The spin rate of a supermassive black hole has been deduced for the first time by researchers working at NASA’s Nuclear Spectroscopic Telescope Array (NuSTAR) and the European Space Agency’s XMM-Newton X-Ray telescopes.
The black hole in question has a mass over 2 million times larger than that of the Sun. And exists at the center of a galaxy referred to by researchers as NGC 1365. The black hole is spinning at nearly the max speed as Einstein’s theory of gravity predicts is possible.
The discovery should help to resolve the ongoing debate that there has been about similar measurements taken of other black holes potentially increasing the scientific understanding of black hole and galaxy formation.
“This is hugely important to the field of black hole science,” stated Lou Kaluzienski, a researcher working at the NuSTAR program at NASA’s Headquarters in Washington.
The direct observations of the black hole’s spin rate also allow thorough testing of Einstein’s theory of general relativity to be done. According to the theory, gravity is able to warp space-time, which is the ‘fabric’ that the universe is made out of, and also the energy that travels through it, such as light.

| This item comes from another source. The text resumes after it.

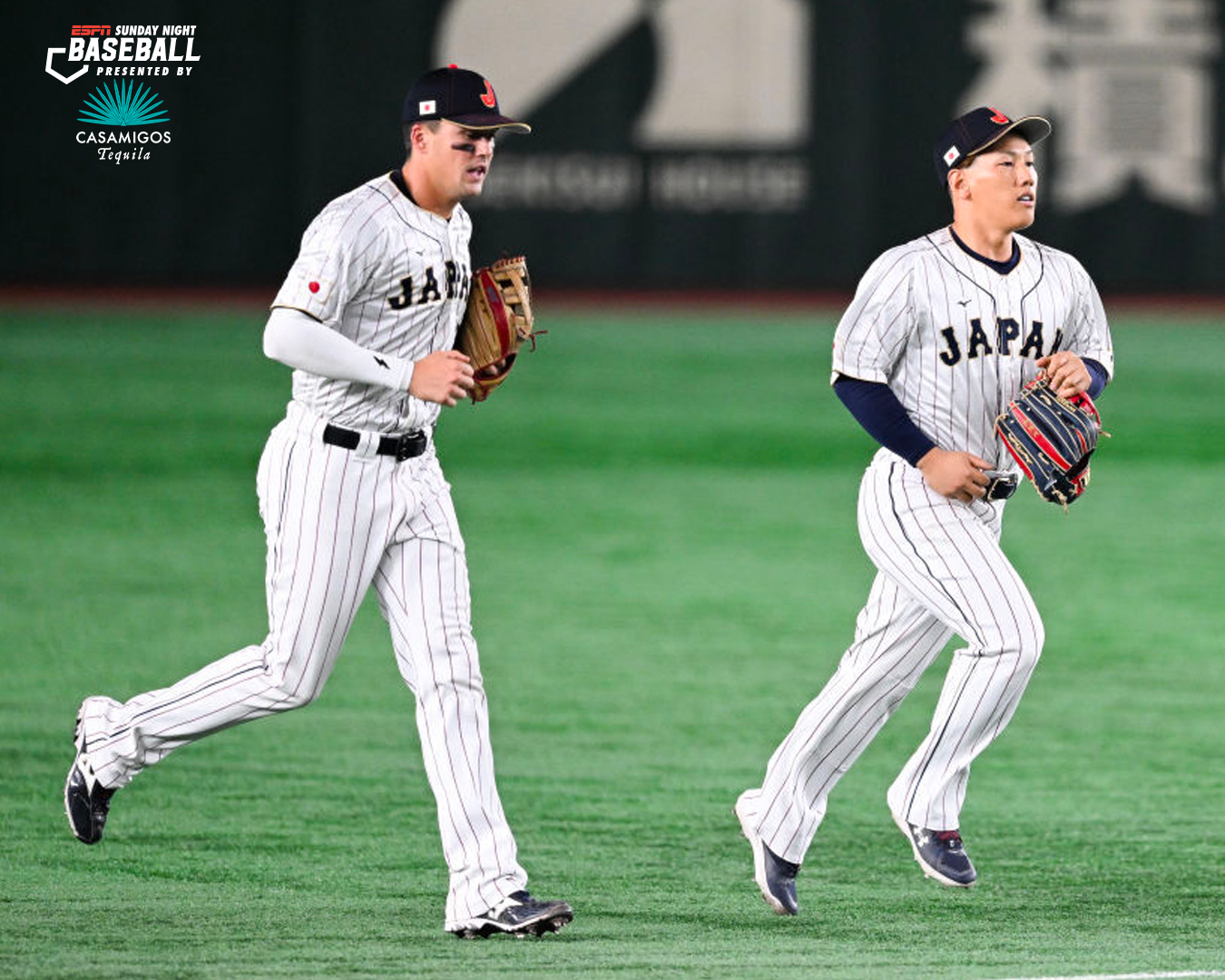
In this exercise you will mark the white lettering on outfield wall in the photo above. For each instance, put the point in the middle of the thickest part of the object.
(612, 181)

“We can trace matter as it swirls into a black hole using X-rays emitted from regions very close to the black hole,” said the co-author of the new study, NuSTAR principal investigator Fiona Harrison of the California Institute of Technology in Pasadena. “The radiation we see is warped and distorted by the motions of particles and the black hole’s incredibly strong gravity.”
“NuSTAR, an Explorer-class mission launched in June 2012, is designed to detect the highest-energy X-ray light in great detail. It complements telescopes that observe lower-energy X-ray light, such as XMM-Newton and NASA’s Chandra X-ray Observatory. Scientists use these and other telescopes to estimate the rates at which black holes spin.”
Previously, there was some uncertainty about these measurements because “clouds of gas could have been obscuring the black holes and confusing the results. With help from XMM-Newton, NuSTAR was able to see a broader range of X-ray energies and penetrate deeper into the region around the black hole. The new data demonstrate that X-rays are not being warped by the clouds, but by the tremendous gravity of the black hole. This proves that spin rates of supermassive black holes can be determined conclusively.”
“If I could have added one instrument to XMM-Newton, it would have been a telescope like NuSTAR,” said Norbert Schartel, XMM-Newton Project Scientist at the European Space Astronomy Center in Madrid. “The high-energy X-rays provided an essential missing puzzle piece for solving this problem.”
Being able to determine the exact spin of supermassive black holes is extremely important in the field, as it allows fundamentals about the history of the universe to be clarified.
“These monsters, with masses from millions to billions of times that of the sun, are formed as small seeds in the early universe and grow by swallowing stars and gas in their host galaxies, merging with other giant black holes when galaxies collide, or both,” according to the study’s lead author, Guido Risaliti of the Harvard-Smithsonian Center for Astrophysics in Cambridge, Mass., and the Italian National Institute for Astrophysics.
“Supermassive black holes are surrounded by pancake-like accretion disks, formed as their gravity pulls matter inward. Einstein’s theory predicts the faster a black hole spins, the closer the accretion disk lies to the black hole. The closer the accretion disk is, the more gravity from the black hole will warp X-ray light streaming off the disk.”
“Astronomers look for these warping effects by analyzing X-ray light emitted by iron circulating in the accretion disk. In the new study, they used both XMM-Newton and NuSTAR to simultaneously observe the black hole in NGC 1365. While XMM-Newton revealed that light from the iron was being warped, NuSTAR proved that this distortion was coming from the gravity of the black hole and not gas clouds in the vicinity. NuSTAR’s higher-energy X-ray data showed that the iron was so close to the black hole that its gravity must be causing the warping effects.”
“With the possibility of obscuring clouds ruled out, scientists can now use the distortions in the iron signature to measure the black hole’s spin rate. The findings apply to several other black holes as well, removing the uncertainty in the previously measured spin rates.”
The research was just published in the journal Nature.